I’m confused with covariance stationary. In order to be covariance stationary, the expected value must be constant and finite. Does that means that all the independent variable should be like a horizontal line when plotted? Thanks!
I think you are right… If anyone thinks I am wrong let me know!
No, it does not meant this at all. It means that when you plot the independent variables, they do not display any trends. For example…plot S&P 500 returns against time. You will see that you certainly don’t have a constant line. You will notice that the expected value is constant (random walk hypothesis states that expected returns will be zero). However, you will see periods were the volatility displays clusters. High volatility periods tend to be followed by high vol, and vice-a-versa. Therefore, you have a constant and finite mean, but nonconstant volatility. Another example would be plotting GDP against time. In this case there is an obvious trend upwards when plotting GDP at its level. Take a period from 1940-1950, and then another from 1980-1990. You will see that the average value of the plots is certainly not the same. Therefore, you have finite expected value, but it is not constant throughout time. However, the CHANGE in GDP each period is stationary.
Covariance-stationary process has to have a constant mean and variance. White noise is a good example of a covariance-stationary process (notice that there is no clear evidence that mean or variance are changing): http://en.wikipedia.org/wiki/File:White-noise.png Most time series in finance are non-stationary though.
No, the values can move around, but when you fit a regression to the values it should run horizontally through the data. Furthermore, you want to make sure that the deviations from the line are approximately constant over the entire span for which data is available.
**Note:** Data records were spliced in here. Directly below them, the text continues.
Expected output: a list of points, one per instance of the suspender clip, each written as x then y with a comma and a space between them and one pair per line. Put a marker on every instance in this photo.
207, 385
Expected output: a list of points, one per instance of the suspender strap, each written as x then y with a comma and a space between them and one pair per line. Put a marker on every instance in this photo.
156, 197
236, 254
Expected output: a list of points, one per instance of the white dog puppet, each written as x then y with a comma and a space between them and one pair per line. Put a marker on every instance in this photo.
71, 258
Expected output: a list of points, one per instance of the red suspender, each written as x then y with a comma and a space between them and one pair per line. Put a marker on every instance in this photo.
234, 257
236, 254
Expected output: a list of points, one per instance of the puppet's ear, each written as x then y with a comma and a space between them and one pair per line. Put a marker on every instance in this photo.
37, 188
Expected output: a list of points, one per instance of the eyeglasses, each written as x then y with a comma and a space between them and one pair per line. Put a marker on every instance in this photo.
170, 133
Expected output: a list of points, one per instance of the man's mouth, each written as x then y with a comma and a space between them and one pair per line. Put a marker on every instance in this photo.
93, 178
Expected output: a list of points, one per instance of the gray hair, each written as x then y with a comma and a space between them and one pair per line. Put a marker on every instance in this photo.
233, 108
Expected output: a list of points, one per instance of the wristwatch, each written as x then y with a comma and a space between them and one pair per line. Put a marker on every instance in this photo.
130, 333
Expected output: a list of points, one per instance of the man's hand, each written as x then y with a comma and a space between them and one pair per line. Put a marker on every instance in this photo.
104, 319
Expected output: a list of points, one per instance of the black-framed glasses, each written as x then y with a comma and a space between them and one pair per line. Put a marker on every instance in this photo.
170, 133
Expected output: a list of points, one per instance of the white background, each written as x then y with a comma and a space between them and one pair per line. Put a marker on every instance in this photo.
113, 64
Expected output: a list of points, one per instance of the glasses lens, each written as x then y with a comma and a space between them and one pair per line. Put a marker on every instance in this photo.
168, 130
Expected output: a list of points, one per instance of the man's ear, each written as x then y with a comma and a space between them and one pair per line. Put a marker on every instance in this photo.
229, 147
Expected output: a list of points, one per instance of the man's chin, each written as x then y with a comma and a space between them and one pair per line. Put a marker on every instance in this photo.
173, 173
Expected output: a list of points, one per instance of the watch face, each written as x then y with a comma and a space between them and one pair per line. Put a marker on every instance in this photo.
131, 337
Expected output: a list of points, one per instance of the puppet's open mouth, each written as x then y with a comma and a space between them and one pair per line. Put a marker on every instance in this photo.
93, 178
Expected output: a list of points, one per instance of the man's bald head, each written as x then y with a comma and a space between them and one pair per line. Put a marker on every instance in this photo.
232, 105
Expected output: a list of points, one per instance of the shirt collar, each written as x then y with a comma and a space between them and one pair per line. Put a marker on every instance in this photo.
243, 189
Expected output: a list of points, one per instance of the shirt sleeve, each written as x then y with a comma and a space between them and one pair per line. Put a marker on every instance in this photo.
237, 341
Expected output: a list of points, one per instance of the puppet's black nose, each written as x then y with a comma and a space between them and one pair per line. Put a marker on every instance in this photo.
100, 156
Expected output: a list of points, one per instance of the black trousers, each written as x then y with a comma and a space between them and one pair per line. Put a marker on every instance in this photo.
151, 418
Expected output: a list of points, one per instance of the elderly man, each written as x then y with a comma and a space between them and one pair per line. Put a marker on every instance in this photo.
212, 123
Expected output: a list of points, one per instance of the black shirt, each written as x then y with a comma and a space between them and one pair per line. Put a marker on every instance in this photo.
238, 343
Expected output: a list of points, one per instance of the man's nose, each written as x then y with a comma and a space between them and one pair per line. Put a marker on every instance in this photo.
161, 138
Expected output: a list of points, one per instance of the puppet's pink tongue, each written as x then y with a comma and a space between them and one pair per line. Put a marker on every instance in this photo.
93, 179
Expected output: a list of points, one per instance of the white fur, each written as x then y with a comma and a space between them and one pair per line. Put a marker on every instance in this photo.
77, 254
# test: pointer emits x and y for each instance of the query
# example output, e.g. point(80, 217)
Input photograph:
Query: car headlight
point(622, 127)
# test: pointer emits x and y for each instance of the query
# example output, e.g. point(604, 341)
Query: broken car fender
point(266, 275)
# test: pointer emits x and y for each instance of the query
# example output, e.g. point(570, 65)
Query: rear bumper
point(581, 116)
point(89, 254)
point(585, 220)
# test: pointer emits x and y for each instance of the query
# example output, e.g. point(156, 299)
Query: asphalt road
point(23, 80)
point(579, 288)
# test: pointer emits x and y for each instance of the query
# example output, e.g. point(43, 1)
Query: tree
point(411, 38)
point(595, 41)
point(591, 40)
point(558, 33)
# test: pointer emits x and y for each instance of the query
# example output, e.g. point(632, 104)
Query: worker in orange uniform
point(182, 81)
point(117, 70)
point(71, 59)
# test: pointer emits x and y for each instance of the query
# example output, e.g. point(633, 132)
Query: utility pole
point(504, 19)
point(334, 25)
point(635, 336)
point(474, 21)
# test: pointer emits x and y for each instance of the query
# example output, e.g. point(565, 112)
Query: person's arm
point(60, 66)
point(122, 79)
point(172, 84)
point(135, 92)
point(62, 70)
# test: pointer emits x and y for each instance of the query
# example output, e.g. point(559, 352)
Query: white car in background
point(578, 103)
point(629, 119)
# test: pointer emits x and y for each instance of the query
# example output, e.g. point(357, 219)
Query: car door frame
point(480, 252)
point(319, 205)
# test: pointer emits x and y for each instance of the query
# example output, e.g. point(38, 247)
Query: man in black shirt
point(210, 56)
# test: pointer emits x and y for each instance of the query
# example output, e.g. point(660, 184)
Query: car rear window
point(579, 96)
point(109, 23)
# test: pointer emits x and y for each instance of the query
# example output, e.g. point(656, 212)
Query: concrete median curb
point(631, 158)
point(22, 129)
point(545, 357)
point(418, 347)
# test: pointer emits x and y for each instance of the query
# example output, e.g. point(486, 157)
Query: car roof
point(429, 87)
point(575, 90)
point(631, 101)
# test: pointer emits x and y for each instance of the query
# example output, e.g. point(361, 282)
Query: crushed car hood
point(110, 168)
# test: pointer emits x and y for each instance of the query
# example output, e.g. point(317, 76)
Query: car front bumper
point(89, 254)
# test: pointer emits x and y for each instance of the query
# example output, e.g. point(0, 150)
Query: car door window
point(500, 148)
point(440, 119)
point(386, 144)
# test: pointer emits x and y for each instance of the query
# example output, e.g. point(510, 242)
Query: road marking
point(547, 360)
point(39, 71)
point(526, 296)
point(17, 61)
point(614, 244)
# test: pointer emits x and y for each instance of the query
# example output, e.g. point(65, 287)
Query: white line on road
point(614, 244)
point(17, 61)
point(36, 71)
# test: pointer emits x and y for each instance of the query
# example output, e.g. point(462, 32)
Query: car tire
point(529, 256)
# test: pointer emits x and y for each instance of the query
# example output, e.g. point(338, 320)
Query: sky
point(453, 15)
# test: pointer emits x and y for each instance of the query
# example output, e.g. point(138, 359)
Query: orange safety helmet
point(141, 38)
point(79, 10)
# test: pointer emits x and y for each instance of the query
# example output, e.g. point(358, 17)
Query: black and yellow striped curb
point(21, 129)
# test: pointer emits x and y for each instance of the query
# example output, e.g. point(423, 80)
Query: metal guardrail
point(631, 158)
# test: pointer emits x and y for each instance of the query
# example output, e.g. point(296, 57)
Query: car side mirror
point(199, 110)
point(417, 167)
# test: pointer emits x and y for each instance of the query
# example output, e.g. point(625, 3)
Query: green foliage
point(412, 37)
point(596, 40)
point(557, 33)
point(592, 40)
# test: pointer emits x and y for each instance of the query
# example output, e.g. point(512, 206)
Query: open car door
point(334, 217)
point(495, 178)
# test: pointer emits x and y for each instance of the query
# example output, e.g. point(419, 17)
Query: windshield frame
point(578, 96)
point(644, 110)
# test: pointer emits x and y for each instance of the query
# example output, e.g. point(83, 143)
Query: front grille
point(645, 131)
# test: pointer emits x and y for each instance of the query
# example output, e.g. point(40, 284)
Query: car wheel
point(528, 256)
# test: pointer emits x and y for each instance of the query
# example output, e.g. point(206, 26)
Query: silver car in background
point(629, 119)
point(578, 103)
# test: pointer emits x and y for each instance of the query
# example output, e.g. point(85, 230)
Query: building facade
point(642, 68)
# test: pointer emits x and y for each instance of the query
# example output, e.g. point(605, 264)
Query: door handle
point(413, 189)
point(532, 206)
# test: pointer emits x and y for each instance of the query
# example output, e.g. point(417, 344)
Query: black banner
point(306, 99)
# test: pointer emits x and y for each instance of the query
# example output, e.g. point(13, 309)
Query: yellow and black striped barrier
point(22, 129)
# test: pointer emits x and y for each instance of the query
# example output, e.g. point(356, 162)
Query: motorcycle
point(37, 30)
here’s my take: the time series is mean reverting : the expected value is constant *over time* the variance is constant over time autoregression should not show ‘trends’: no seasonality etc
Look at P/E over the long term http://www0.gsb.columbia.edu/students/organizations/cima/files/CIMA_2009_montier_presentation.pdf Page 6
Covariance stationary is required for only AR models for the forecasts to make sense. It is not required for trend models that do not have a lagged variable. For e.g linear trending model, trending upwards or dowwards, does not exhibit covariance stationary, yet it is a dependable model.